The Myth of a Work-Life Balance

16 Jun 2021

As an entrepreneur, it's hard not to look back and reminisce on inevitable failures or what-ifs. To solve this, many find themselves searching for the ultimate work-life balance to help clear their mindset and make time for more important things like family time. But, what many fail to realise is that the notion of a 'work-life balance is a complete myth. Here's why.

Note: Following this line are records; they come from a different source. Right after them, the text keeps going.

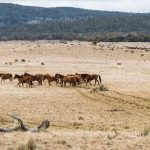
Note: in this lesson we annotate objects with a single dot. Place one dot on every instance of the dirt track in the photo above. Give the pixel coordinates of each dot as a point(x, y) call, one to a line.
point(79, 119)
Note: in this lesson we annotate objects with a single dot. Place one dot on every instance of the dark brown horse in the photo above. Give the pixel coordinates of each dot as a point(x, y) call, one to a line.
point(36, 77)
point(69, 79)
point(58, 78)
point(6, 76)
point(23, 79)
point(87, 78)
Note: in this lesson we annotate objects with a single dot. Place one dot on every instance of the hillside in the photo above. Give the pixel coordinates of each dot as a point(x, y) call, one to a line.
point(25, 22)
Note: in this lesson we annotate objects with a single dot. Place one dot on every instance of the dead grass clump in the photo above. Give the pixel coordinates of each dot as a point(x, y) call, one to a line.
point(77, 124)
point(23, 60)
point(80, 118)
point(99, 88)
point(30, 145)
point(132, 51)
point(42, 63)
point(146, 132)
point(119, 64)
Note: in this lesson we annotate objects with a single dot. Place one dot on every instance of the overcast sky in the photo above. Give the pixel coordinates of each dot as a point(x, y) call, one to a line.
point(110, 5)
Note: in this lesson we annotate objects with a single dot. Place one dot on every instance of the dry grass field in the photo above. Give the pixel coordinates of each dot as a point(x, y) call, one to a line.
point(80, 119)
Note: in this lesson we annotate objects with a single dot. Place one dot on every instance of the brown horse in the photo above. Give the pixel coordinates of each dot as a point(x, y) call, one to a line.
point(23, 79)
point(6, 76)
point(49, 78)
point(36, 77)
point(69, 79)
point(58, 78)
point(87, 78)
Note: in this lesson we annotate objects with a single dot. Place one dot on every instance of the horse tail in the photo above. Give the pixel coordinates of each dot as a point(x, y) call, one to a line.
point(100, 78)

'Work-life balance' is just another term for 'Time Management' recontextualised. Since they were young, many entrepreneurs have had a strong work ethic installed into their psyches through academics and education. Many are raised believing that to succeed, you must be working day and night to become as successful as Musk, Bezos, and Branson. The reality is far different; of course, a work-hard ethic is just as valuable as it is toxic as it heightens your drive. However, all there is to being successful and preventing burnout is just setting boundaries.

Practising Mindfulness

Practising mindfulness and gratitude can be a great way to rebalance and find purpose within your work again. In a world full of chaos and distractions, it's completely understandable why you'd be looking for the calm amongst the storm. Here are a few ways you can do so:

  • Yoga and Pilate's - doing yoga not only makes you happier by releasing endorphins as it's a form of fitness. It provides you with a safe space and breathing exercises to help calm your thoughts and refocus.
  • Affirmations - practising affirmations daily can help increase productivity by allowing you not to dwell on negative thoughts and instead replace them with future goals and/or self appreciations. A great one to start with is "All my thoughts and efforts lead me to the success I desire" (for more, click here)
  • Mobile Apps - one of the many perks of living in the 21st century is that mobile apps can help you destress, refocus, and practice mindfulness. Popular favourites are apps like Calm and Headspace, which provide you with audiobooks and guided meditations to help you unwind.

Detoxing From Social Media

Typically, when taking a break from social, most people give it up for thirty days. However, if you work in business, the chances of you using social media to promote it and provide updates are very high. So, how do you detox from social media when it's integral to your business strategy? First of all, you don't need to go completely cold turkey; you just need to set boundaries.

Apps such as Facebook and Instagram now include screen time warnings in their settings, so you can pick and choose how long you should spend scrolling before being told to come off it.

Another excellent method is to set yourself a personal curfew on viewing emails and checking social media. This is particularly handy in the evenings when you want to spend time with the family after a long day at work. For example, you could set yourself a goal to leave your phone somewhere out of sight from 7 pm and not touch it until the morning after. This way, you are not only freeing yourself up with more time to spend with loved ones, but you also allow your brain to truly relax as it's no longer absorbing the blue light from your screens. Blue light can be highly influential towards headaches and disruptive sleeping patterns if devices are being used excessively.

Remember, life's too short. Generally, there's nothing that can crop up after work hours that can't be sorted the following day. The best way to avoid burnout is to not bring your work home with you, and when it can be helped, finish tasks only when you are at work.

Prioritising Yourself

Recuperation and recharging your batteries is incredibly important for your well-being. If you find yourself getting overwhelmed or burnout, take an hour out. Go for a walk or curl up under the duvet with your favourite TV show. Burning out is a tell-tale sign from your psyche that you have had enough. There's no point in trying to power through it as often it can make it worse and lead to things such as long-term anxiety, depression and nervous breakdowns. When being faced with an issue, a good way of getting to grips with it is practising the 'so what' method. This is an exercise where you describe the worst-case scenario for the problem you are facing. See this example:

"I've had to cancel my important meetings this afternoon, as my child isn't feeling good."

"So what?"

"There were important connections and great opportunities at those meetings."

"So what?"

This will then lead you into your steps for what's next. You may decide to email them and rearrange, or if that doesn't work, network when you return to work and make better connections. Either way, this exercise helps to alleviate the pressure of your problems by transporting you out of 'all or nothing' thinking and calms your anxieties with solutions.

Ultimately, work-life balance is just 'balance'. Your work doesn't define your life. Life's too short, and if you find yourself getting overwhelmed, burnout or stressed, it's best to prioritise yourself before any work - commitments. With the world becoming increasingly more connected, it's more than natural to find yourself over consumed. In fact, in 2020, workplace burnout rose by 24% and is expected to be higher in 2021. By looking after yourself and setting boundaries, not only will your stress levels decrease, your business will be more successful.